News that Bond Pearce and Maclay Murray & Spens have called off merger talks after months of discussions (TheLawyer.com, 14 March) sheds new light on the rush to consolidate among mid-market firms – all the mergers that have been announced in the past few months and all the merger talks known to be going on at the moment are only the tip of the iceberg.
“Consolidation is a feature of the market at the moment – there’s no doubt about that,” says Maclays chief executive Chris Smylie, whose firm was in talks to merge with Bond Pearce until a couple of weeks ago when the pair called it off – for the time being, at least – citing “commercial reasons”.
The talks, which began in late summer 2011, were abandoned before getting to the stage of a partner vote and, according to Smylie, Bond Pearce is not the only firm that Maclays has held talks with. Maclays, like many other firms that occupy the same section of the market, is aware that staying still in terms of size is no longer an option.
“The position here is that we have a strategy that involves adding scale,” says Smylie.
“It won’t come as a surprise to learn that there’s a lot of activity going on among other firms that are facing up to the same issues at the moment as us, and there are a lot of talks that go on between firms that don’t come to much. We’ve had discussions with various firms that have not amounted to anything.
“We’re of the view that if the opportunity for us to grow our business arises, we’ll look at that opportunity seriously. We acknowledge that having scale is a good thing in the marketplace right now, but our position is that [a merger] needs to be for other reasons than scale for scale’s sake. We’d definitely look at a merger if the partner and chemistry were right, but, most important of all, only if it served the needs of our clients.”
A tie-up between Plymouth’s Bond Pearce – which has Aberdeen, Bristol, London and Southampton offices – and Scotland’s Maclays – which has offices in Aberdeen, Edinburgh, Glasgow and London – although unlikely to set the market ablaze, seemed a sound proposition. The merger would have created a national firm with critical mass. While that is not the most secure model of law firm right now, it would have kept the wolves from the door.
The combined firm would have had around 529 lawyers, including 140 partners, and a turnover of £95m – placing it at number 32 in The Lawyer’s 2011 UK 200 league table, above Macfarlanes but below legacy Barlow Lyde & Gilbert (now Clyde
& Co). Bond Pearce makes most of its revenue from litigation, closely followed by corporate, while at Maclays corporate dominates, closely followed by property.
The two were matched closely in terms of financials. Bond Pearce pulled in £46m in the 2010-11 financial year and had an average profit per equity partner (PEP) of £220,000. Maclays brought in £47.2m, with an average PEP of £220,000.
A Bond Pearce spokesperson says of the failed merger talks with Maclays: “We’re committed to our strategy of client alignment and growth to support our clients’ needs.
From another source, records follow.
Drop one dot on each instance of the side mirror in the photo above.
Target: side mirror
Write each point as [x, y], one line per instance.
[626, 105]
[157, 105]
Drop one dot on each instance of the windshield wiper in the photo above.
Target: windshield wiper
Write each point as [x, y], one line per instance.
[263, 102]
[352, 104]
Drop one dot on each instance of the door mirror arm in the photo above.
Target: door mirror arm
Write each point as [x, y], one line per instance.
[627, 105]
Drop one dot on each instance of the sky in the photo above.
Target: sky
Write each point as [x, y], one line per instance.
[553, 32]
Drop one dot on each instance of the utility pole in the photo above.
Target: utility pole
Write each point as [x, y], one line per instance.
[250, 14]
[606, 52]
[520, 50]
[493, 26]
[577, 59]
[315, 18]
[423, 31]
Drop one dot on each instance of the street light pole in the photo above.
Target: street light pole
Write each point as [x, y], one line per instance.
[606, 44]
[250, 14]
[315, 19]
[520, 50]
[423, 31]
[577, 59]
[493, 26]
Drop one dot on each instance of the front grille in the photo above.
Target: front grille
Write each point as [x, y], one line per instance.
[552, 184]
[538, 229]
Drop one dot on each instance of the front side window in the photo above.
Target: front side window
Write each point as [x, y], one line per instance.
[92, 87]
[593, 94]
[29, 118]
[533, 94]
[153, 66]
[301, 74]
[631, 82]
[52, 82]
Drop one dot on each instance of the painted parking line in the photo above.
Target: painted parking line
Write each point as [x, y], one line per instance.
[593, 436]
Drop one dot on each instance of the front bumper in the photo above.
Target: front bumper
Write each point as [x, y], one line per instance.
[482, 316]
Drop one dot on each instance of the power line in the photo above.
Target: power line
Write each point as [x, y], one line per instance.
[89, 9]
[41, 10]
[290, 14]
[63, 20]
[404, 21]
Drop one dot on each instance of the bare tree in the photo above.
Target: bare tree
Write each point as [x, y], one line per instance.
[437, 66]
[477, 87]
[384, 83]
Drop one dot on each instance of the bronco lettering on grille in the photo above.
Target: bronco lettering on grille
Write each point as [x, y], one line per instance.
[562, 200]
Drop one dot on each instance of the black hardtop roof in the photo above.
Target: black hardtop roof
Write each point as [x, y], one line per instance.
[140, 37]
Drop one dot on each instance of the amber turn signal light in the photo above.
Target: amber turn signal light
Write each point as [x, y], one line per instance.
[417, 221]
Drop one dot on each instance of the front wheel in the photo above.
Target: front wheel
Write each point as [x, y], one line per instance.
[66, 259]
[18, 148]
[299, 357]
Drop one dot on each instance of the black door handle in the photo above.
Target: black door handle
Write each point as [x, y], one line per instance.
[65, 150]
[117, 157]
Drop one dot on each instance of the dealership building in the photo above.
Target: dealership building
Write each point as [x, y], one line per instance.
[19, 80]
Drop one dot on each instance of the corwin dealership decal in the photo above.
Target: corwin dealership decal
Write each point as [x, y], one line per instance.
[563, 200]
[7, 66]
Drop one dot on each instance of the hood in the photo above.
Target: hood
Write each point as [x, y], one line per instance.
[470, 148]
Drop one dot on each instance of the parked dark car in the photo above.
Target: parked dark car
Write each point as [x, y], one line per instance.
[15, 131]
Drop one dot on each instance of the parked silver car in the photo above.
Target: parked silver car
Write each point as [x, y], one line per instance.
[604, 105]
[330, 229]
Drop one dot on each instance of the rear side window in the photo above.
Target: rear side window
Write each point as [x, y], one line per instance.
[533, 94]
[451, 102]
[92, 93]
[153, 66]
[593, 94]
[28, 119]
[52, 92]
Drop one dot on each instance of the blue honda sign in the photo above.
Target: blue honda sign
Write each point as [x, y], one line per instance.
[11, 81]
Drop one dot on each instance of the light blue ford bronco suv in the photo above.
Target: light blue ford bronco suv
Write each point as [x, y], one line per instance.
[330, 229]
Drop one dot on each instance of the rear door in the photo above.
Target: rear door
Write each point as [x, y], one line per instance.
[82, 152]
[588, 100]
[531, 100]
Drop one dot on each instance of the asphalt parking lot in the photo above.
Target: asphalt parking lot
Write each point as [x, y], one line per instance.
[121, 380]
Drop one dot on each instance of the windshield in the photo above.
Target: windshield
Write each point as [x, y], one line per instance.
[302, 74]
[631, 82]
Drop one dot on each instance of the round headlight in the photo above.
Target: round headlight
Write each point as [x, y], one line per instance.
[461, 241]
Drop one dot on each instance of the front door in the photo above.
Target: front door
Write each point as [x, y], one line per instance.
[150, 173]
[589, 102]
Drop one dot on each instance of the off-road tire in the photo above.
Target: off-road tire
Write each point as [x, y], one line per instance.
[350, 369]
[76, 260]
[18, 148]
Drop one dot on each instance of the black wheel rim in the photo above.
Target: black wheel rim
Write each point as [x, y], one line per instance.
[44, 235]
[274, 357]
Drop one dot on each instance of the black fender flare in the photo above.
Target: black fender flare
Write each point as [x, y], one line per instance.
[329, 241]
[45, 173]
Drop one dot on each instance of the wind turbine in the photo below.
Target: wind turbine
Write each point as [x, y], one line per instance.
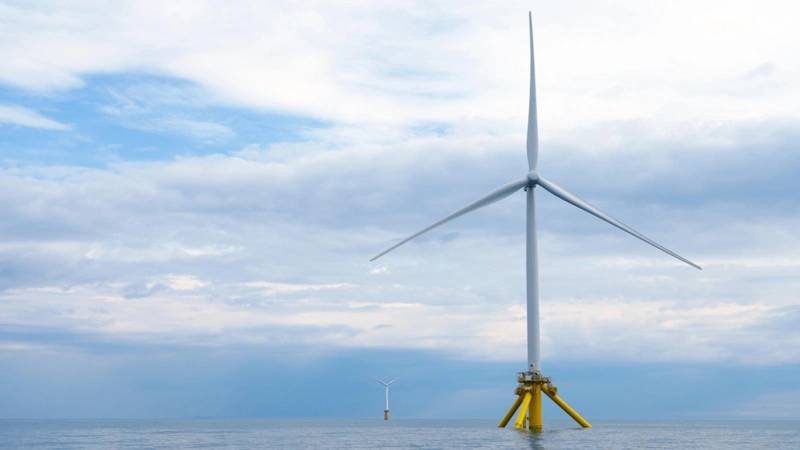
[386, 385]
[532, 382]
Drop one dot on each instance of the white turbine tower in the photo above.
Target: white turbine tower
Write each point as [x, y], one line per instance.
[532, 382]
[386, 385]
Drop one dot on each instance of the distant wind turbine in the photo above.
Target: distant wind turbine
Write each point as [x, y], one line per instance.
[532, 382]
[386, 385]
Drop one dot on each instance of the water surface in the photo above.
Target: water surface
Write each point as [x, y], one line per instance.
[397, 434]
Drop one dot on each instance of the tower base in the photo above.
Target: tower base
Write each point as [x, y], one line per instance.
[529, 399]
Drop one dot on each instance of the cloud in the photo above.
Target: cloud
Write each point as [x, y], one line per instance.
[442, 63]
[24, 117]
[685, 134]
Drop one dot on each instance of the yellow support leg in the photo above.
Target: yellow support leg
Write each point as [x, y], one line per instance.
[535, 413]
[526, 401]
[511, 411]
[552, 392]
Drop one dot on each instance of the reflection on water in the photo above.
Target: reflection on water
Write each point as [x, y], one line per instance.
[397, 434]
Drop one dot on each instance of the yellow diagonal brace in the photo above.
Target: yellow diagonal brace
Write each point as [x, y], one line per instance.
[552, 392]
[523, 411]
[510, 412]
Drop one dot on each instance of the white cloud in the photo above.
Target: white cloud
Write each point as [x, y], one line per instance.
[17, 115]
[675, 121]
[672, 68]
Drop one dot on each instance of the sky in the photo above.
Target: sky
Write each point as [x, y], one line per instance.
[191, 192]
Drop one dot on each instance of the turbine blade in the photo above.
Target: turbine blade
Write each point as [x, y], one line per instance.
[569, 197]
[498, 194]
[533, 128]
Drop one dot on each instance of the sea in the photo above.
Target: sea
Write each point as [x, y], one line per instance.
[395, 434]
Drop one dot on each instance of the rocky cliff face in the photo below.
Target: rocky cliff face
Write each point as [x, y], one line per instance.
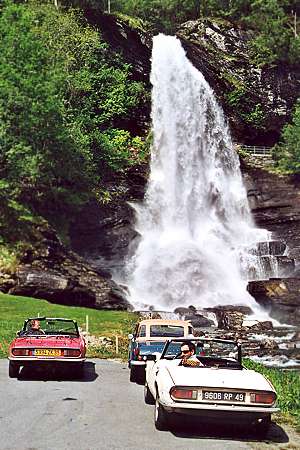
[257, 101]
[275, 204]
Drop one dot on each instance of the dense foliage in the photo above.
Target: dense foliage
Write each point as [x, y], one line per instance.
[62, 94]
[286, 384]
[66, 98]
[274, 22]
[14, 310]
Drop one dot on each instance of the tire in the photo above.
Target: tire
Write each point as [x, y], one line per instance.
[79, 370]
[137, 374]
[160, 417]
[13, 369]
[263, 426]
[148, 397]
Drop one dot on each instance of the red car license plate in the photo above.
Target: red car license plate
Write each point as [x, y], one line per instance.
[47, 352]
[223, 396]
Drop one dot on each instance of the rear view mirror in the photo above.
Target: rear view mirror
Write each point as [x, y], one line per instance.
[151, 357]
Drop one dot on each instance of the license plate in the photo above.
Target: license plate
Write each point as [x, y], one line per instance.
[47, 352]
[221, 396]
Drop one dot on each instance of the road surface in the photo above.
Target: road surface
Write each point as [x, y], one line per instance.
[104, 411]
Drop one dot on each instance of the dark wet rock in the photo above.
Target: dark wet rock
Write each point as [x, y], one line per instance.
[246, 310]
[259, 327]
[280, 296]
[197, 319]
[274, 202]
[269, 345]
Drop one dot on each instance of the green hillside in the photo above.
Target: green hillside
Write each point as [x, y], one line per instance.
[14, 310]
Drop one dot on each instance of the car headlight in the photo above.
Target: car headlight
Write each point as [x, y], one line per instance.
[267, 398]
[182, 393]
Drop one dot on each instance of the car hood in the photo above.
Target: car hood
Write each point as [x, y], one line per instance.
[46, 341]
[216, 378]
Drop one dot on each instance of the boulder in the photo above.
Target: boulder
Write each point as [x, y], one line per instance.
[280, 296]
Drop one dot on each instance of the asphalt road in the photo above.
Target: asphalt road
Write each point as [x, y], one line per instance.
[102, 411]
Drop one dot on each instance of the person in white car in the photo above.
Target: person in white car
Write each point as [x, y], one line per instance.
[188, 357]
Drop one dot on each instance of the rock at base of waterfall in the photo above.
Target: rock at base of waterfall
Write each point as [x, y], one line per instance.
[197, 319]
[258, 327]
[269, 345]
[280, 296]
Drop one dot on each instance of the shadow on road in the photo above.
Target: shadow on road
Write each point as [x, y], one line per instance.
[56, 373]
[196, 430]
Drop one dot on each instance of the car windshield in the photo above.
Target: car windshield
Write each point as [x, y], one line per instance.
[151, 347]
[166, 331]
[206, 349]
[43, 326]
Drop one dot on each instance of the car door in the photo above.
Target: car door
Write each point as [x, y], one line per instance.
[152, 370]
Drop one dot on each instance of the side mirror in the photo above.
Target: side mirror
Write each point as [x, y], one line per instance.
[150, 357]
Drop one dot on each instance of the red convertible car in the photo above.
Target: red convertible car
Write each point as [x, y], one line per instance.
[47, 341]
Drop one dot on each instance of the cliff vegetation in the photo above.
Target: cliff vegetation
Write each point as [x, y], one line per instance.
[71, 103]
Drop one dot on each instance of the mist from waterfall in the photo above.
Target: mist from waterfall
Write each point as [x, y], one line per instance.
[195, 225]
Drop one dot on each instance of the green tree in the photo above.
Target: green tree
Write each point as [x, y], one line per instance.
[60, 89]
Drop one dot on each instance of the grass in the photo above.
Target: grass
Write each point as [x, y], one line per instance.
[15, 309]
[287, 386]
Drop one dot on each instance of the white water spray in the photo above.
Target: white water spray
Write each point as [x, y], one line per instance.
[195, 220]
We’re growing organically along with exploring various options including merger and acquisition in order to support our strategy. We’re not in formal discussions with anyone.”
Unity is strength
Maclays’ management undoubtedly has been spurred on by activity among other members of the so-called ‘Big Four’ Scottish firms and in the mid-market more generally.
Earlier this year McGrigors announced that it is merging with Pinsent Masons to create a £282m firm, while Dundas & Wilson was revealed to be discussing a tie-up with West End firm Bircham Dyson Bell before abandoning talks after failing to win partner backing (The Lawyer, 10 October 2011).
Shepherd & Wedderburn is the only firm not to have been embroiled in merger talks of late, although it was linked with Lawrence Graham (LG) in 2011.
Likewise, Cobbetts and DWF both came close to merging until they called off the deal earlier this year, citing “uncertain market conditions” (The Lawyer, 31 January).
Other fish in the sea
In fact, of all the talks that have taken place, only two small-to-mid-market mergers have managed to complete this year: Ashfords and Rochman Laundau, which combined in early March to create a £30m firm (The Lawyer, 5 March), and Cumberland Ellis and Wedlake Bell, which are set to merge on 1 April, creating a top 100 UK firm by revenue. The McGrigors-Pinsents deal is set to go live in May.
That still leaves plenty of firms for Maclays and Bond Pearce to try their luck with.